[18/20] habanalabs: extend process wait timeout in device fine

Message ID 20221117161951.845454-18-ogabbay@kernel.org
State New
Headers
Series [01/20] habanalabs/gaudi2: add PCI revision 2 support |

Commit Message

Oded Gabbay Nov. 17, 2022, 4:19 p.m. UTC
  Processes that use our device are likely to use at the same time other
devices such as remote storage.

In case our device is removed and a user process is still using the
device, we need to kill the user process. However, if that process
has a thread waiting for i/o to complete on remote storage, for example,
the process won't terminate.

Let's give it enough time to terminate before giving up.

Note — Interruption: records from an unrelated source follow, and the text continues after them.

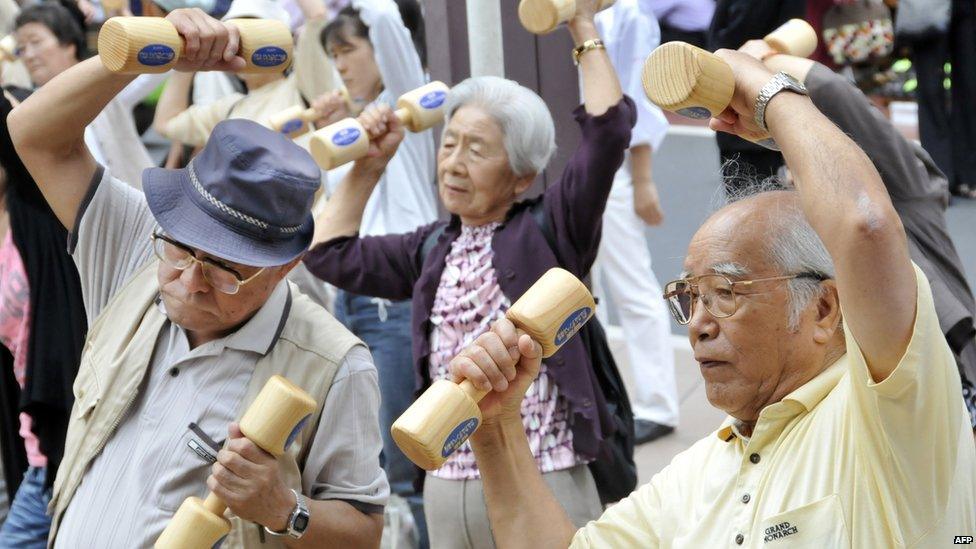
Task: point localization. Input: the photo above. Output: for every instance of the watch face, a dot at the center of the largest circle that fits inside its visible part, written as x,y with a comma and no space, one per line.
301,522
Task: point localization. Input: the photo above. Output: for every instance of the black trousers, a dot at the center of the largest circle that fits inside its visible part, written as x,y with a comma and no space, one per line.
947,119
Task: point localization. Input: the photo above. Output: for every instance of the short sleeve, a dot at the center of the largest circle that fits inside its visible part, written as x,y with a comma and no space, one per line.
110,240
344,460
633,522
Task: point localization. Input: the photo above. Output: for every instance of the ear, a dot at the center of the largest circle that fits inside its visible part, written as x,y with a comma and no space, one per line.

Signed-off-by: Oded Gabbay <ogabbay@kernel.org>
Reviewed-by: Tomer Tayar <ttayar@habana.ai>
---
 drivers/misc/habanalabs/common/device.c     |  6 ++++--
 drivers/misc/habanalabs/common/habanalabs.h | 11 ++++++++---
 2 files changed, 12 insertions(+), 5 deletions(-)
  

Patch

diff --git a/drivers/misc/habanalabs/common/device.c b/drivers/misc/habanalabs/common/device.c
index 0650e511a0f5..63d0cb7087e8 100644
--- a/drivers/misc/habanalabs/common/device.c
+++ b/drivers/misc/habanalabs/common/device.c
@@ -2300,14 +2300,16 @@  void hl_device_fini(struct hl_device *hdev)
 	 */
 	dev_info(hdev->dev,
 		"Waiting for all processes to exit (timeout of %u seconds)",
-		HL_PENDING_RESET_LONG_SEC);
+		HL_WAIT_PROCESS_KILL_ON_DEVICE_FINI);
 
-	rc = device_kill_open_processes(hdev, HL_PENDING_RESET_LONG_SEC, false);
+	hdev->process_kill_trial_cnt = 0;
+	rc = device_kill_open_processes(hdev, HL_WAIT_PROCESS_KILL_ON_DEVICE_FINI, false);
 	if (rc) {
 		dev_crit(hdev->dev, "Failed to kill all open processes\n");
 		device_disable_open_processes(hdev, false);
 	}
 
+	hdev->process_kill_trial_cnt = 0;
 	rc = device_kill_open_processes(hdev, 0, true);
 	if (rc) {
 		dev_crit(hdev->dev, "Failed to kill all control device open processes\n");
diff --git a/drivers/misc/habanalabs/common/habanalabs.h b/drivers/misc/habanalabs/common/habanalabs.h
index 0781b8698f74..e7f89868428d 100644
--- a/drivers/misc/habanalabs/common/habanalabs.h
+++ b/drivers/misc/habanalabs/common/habanalabs.h
@@ -50,9 +50,14 @@  struct hl_fpriv;
 #define HL_MMAP_OFFSET_VALUE_MASK	(0x1FFFFFFFFFFFull >> PAGE_SHIFT)
 #define HL_MMAP_OFFSET_VALUE_GET(off)	(off & HL_MMAP_OFFSET_VALUE_MASK)
 
-#define HL_PENDING_RESET_PER_SEC	10
-#define HL_PENDING_RESET_MAX_TRIALS	60 /* 10 minutes */
-#define HL_PENDING_RESET_LONG_SEC	60
+#define HL_PENDING_RESET_PER_SEC		10
+#define HL_PENDING_RESET_MAX_TRIALS		60 /* 10 minutes */
+#define HL_PENDING_RESET_LONG_SEC		60
+/*
+ * In device fini, wait 10 minutes for user processes to be terminated after we kill them.
+ * This is needed to prevent situation of clearing resources while user processes are still alive.
+ */
+#define HL_WAIT_PROCESS_KILL_ON_DEVICE_FINI	600
 
 #define HL_HARD_RESET_MAX_TIMEOUT	120
 #define HL_PLDM_HARD_RESET_MAX_TIMEOUT	(HL_HARD_RESET_MAX_TIMEOUT * 3)